/apd

The tools and data used in the article 'An Automatic Participant Detection Framework for Event Tracking on Twitter'

Primary LanguagePython

README

This repository includes the data and tools used in the paper An Automatic Participant Detection Framework for Event Tracking on Twitter. This README.md file describes how you can use the repository to experiment with the data yourself.

Configuration

You can use the configuration file at config/conf.py to control the logging level. This logging level is used while detecting participants, and can be restricted to reduce verbosity.

Data

This repository contains the data used in the evaluation of An Automatic Participant Detection Framework for Event Tracking on Twitter. Due to Twitter's Developer Policy, it is not possible for us to share the original tweets. Instead, we are only allowed to share the tweet IDs. The tweet IDs are stored in data/ids, separated by dataset.

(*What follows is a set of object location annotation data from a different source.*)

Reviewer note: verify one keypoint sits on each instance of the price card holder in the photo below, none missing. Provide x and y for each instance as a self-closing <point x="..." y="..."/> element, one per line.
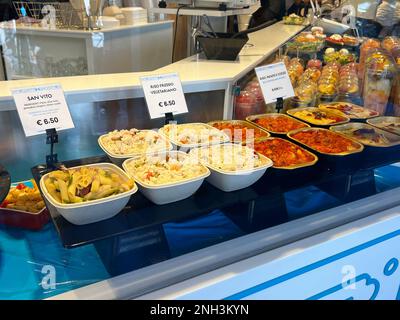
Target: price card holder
<point x="279" y="105"/>
<point x="164" y="95"/>
<point x="51" y="138"/>
<point x="169" y="117"/>
<point x="275" y="83"/>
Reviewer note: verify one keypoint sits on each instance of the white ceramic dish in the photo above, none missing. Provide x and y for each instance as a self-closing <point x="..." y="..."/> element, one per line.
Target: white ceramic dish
<point x="95" y="210"/>
<point x="118" y="159"/>
<point x="235" y="180"/>
<point x="171" y="192"/>
<point x="187" y="147"/>
<point x="331" y="26"/>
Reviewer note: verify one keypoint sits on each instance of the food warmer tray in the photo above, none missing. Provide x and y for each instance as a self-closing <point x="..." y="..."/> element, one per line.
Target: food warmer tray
<point x="292" y="112"/>
<point x="140" y="213"/>
<point x="393" y="139"/>
<point x="335" y="162"/>
<point x="252" y="118"/>
<point x="378" y="123"/>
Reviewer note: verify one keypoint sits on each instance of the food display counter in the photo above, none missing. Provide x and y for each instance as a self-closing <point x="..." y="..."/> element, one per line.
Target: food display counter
<point x="309" y="208"/>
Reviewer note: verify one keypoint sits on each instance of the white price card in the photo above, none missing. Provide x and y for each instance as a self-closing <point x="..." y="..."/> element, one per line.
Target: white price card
<point x="164" y="94"/>
<point x="41" y="108"/>
<point x="275" y="82"/>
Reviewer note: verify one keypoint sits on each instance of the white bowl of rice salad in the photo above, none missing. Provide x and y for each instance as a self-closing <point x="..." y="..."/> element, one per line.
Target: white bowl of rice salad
<point x="191" y="135"/>
<point x="120" y="145"/>
<point x="166" y="177"/>
<point x="232" y="166"/>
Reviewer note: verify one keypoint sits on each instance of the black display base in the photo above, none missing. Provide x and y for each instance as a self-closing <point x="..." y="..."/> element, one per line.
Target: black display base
<point x="254" y="208"/>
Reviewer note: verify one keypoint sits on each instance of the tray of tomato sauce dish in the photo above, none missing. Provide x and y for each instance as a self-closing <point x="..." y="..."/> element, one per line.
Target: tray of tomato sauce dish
<point x="318" y="117"/>
<point x="335" y="151"/>
<point x="239" y="130"/>
<point x="276" y="123"/>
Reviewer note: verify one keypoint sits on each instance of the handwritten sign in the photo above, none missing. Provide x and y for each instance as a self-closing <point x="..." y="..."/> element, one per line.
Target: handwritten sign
<point x="43" y="107"/>
<point x="164" y="94"/>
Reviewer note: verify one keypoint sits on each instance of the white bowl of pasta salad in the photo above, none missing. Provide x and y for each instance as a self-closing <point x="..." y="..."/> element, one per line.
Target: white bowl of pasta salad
<point x="100" y="192"/>
<point x="167" y="176"/>
<point x="232" y="166"/>
<point x="120" y="145"/>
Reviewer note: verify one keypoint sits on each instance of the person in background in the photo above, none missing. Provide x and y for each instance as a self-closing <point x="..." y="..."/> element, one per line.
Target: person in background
<point x="264" y="13"/>
<point x="7" y="11"/>
<point x="388" y="15"/>
<point x="295" y="8"/>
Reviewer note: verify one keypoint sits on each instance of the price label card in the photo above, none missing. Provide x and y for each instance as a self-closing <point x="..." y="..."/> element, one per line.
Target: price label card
<point x="275" y="82"/>
<point x="164" y="94"/>
<point x="41" y="108"/>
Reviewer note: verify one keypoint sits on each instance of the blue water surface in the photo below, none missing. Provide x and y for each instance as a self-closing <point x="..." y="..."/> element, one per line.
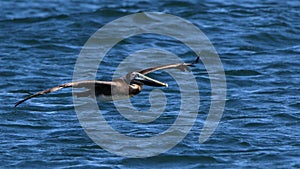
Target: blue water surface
<point x="259" y="46"/>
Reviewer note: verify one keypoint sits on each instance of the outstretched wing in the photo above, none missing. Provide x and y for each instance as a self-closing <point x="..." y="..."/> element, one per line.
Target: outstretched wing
<point x="106" y="86"/>
<point x="180" y="66"/>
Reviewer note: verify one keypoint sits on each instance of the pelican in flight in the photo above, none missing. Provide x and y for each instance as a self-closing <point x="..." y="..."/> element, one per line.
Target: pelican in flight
<point x="121" y="88"/>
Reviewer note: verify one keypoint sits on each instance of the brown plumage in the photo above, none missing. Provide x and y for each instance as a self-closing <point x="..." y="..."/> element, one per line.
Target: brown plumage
<point x="121" y="88"/>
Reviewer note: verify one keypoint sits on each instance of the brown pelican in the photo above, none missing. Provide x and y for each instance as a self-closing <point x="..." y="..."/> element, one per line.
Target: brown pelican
<point x="121" y="88"/>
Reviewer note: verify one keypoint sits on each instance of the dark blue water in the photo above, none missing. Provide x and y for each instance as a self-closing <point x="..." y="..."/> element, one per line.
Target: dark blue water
<point x="259" y="46"/>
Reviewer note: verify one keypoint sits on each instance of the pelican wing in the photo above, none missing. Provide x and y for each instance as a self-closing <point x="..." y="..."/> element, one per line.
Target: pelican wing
<point x="180" y="66"/>
<point x="104" y="85"/>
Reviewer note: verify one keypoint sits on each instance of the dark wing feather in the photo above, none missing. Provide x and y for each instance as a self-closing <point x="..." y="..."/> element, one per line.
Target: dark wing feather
<point x="180" y="66"/>
<point x="81" y="84"/>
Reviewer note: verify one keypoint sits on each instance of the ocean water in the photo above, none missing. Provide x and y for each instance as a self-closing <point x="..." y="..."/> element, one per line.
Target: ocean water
<point x="258" y="43"/>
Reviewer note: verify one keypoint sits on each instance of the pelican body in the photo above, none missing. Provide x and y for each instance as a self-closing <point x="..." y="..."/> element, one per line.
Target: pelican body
<point x="121" y="88"/>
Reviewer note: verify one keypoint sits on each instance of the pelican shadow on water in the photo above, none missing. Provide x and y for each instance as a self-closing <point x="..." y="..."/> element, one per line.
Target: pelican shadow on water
<point x="121" y="88"/>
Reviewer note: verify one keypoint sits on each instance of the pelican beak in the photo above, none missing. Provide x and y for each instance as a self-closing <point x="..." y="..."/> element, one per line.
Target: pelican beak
<point x="140" y="78"/>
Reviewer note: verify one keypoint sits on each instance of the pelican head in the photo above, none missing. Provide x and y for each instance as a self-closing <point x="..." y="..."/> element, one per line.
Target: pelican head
<point x="140" y="79"/>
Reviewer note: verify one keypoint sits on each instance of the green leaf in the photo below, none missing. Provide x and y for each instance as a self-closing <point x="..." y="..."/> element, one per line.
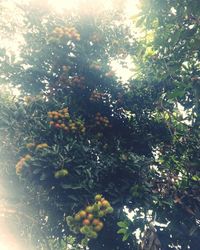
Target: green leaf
<point x="125" y="237"/>
<point x="122" y="224"/>
<point x="121" y="231"/>
<point x="140" y="21"/>
<point x="68" y="186"/>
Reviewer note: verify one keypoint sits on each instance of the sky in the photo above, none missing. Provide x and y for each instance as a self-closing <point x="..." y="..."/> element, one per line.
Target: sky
<point x="9" y="241"/>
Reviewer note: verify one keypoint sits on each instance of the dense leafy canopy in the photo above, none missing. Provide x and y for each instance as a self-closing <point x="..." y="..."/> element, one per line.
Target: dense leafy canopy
<point x="78" y="130"/>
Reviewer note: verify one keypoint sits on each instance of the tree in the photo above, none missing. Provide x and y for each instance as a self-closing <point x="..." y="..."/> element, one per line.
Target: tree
<point x="77" y="131"/>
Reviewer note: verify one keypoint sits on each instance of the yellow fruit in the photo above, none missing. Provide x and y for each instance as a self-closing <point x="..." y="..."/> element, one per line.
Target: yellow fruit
<point x="61" y="173"/>
<point x="90" y="216"/>
<point x="109" y="210"/>
<point x="99" y="227"/>
<point x="27" y="157"/>
<point x="89" y="209"/>
<point x="95" y="222"/>
<point x="77" y="217"/>
<point x="105" y="203"/>
<point x="98" y="197"/>
<point x="101" y="213"/>
<point x="86" y="222"/>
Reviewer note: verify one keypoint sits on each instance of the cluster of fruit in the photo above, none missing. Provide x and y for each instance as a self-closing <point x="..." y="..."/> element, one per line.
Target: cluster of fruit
<point x="61" y="119"/>
<point x="19" y="166"/>
<point x="102" y="120"/>
<point x="87" y="222"/>
<point x="77" y="81"/>
<point x="70" y="32"/>
<point x="97" y="96"/>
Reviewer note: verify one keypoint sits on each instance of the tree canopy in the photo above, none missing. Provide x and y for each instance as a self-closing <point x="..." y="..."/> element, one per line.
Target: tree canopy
<point x="81" y="147"/>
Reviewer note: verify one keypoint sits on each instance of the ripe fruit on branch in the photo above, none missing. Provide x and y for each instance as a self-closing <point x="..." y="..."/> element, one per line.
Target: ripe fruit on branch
<point x="86" y="222"/>
<point x="98" y="197"/>
<point x="82" y="214"/>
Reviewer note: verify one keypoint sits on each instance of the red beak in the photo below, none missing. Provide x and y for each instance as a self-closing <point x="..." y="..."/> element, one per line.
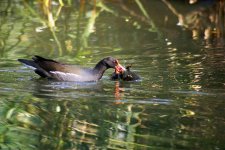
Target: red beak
<point x="119" y="68"/>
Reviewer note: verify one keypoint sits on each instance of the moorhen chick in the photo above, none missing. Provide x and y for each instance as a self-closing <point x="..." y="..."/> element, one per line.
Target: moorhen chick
<point x="52" y="69"/>
<point x="125" y="75"/>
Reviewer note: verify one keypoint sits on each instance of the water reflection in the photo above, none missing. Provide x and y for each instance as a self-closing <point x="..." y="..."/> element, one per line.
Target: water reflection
<point x="179" y="104"/>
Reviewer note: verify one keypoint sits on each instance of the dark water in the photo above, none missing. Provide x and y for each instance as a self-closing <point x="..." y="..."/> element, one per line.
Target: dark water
<point x="178" y="104"/>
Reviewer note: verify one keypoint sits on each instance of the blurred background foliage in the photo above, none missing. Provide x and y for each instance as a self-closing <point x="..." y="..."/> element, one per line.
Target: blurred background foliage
<point x="80" y="27"/>
<point x="81" y="30"/>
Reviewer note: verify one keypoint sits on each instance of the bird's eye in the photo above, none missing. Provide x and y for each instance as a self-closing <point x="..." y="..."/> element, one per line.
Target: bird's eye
<point x="115" y="61"/>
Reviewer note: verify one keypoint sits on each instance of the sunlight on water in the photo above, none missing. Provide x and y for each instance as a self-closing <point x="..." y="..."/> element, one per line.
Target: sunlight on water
<point x="177" y="104"/>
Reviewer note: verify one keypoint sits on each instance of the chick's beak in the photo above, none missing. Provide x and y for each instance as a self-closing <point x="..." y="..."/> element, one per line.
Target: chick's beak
<point x="119" y="68"/>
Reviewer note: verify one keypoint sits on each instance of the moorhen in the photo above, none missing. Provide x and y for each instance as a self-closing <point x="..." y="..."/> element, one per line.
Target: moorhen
<point x="125" y="75"/>
<point x="52" y="69"/>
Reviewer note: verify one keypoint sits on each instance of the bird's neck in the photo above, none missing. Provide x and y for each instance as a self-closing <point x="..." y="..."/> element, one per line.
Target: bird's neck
<point x="99" y="69"/>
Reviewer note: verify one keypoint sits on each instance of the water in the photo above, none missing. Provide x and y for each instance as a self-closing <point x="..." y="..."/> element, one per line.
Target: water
<point x="178" y="104"/>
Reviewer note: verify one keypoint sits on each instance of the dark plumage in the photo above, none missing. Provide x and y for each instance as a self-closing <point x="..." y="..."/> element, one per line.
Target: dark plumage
<point x="48" y="68"/>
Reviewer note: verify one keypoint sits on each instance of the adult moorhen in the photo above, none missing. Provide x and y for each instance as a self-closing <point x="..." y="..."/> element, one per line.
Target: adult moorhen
<point x="126" y="75"/>
<point x="52" y="69"/>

An additional file—data/ids/sample.json—includes tweet IDs collected using Twitter's Streaming API. This sample of tweets was used in the article to construct the TF-ICF table. Instead of downloading it anew, you can use the data/idf.json file instead¸ which stores the TF-ICF scheme.

If you prefer to download a new sample and use it to construct the TF-ICF scheme, you can use the idf tool:

./tools/idf.py --file ~/DATA/evaluation/apd/data/sample.json \
--output results/tfidf.json \
--stem \
--remove-unicode-entities \
--normalize-words

To learn more about this tool and the options it accepts, use ./tools/idf.py --help.

Generating participants

To generate participants, use the participants tool available in the tools directory. The baselines can be generated using the following snippets. In all cases, the tools expect the file to contain tweets: one tweet per line. Therefore before running the following, you need to download the tweets anew from the provided IDs.

To generate the NLTK baseline:

./tools/participants.py --file data/TOTLEI.json \
--output results/TOTLEI.json \
--extractor EntityExtractor

To generate the TwitterNER baseline:

./tools/participants.py --file data/TOTLEI.json \
--output results/TOTLEI.json \
--extractor TwitterNEREntityExtractor

To generate participants using NLTK and TwitterNER with the algorithm described in the article, you need to provide the TF-ICF scheme described above. Once the TF-ICF scheme is ready, run the following to identify participants with this algorithm, using NLTK to extract named entities:

./tools/participants.py --file data/TOTLEI.json \
--output results/TOTLEI.json \
--model ELDParticipantDetector \
--extractor EntityExtractor \
--tfidf data/idf.json

To do the same thing, but extracting participants using TwitterNER, run the following instead:

./tools/participants.py --file data/TOTLEI.json \
--output results/TOTLEI.json \
--model ELDParticipantDetector \
--extractor TwitterNEREntityExtractor \
--tfidf data/idf.json

Note: you might need to download additional data for TwitterNER: more details about this library are available in the TwitterNER GitHub repository. The downloaded files can be added to the lib/apd/extractors/local/TwitterNER/data directory in this repository.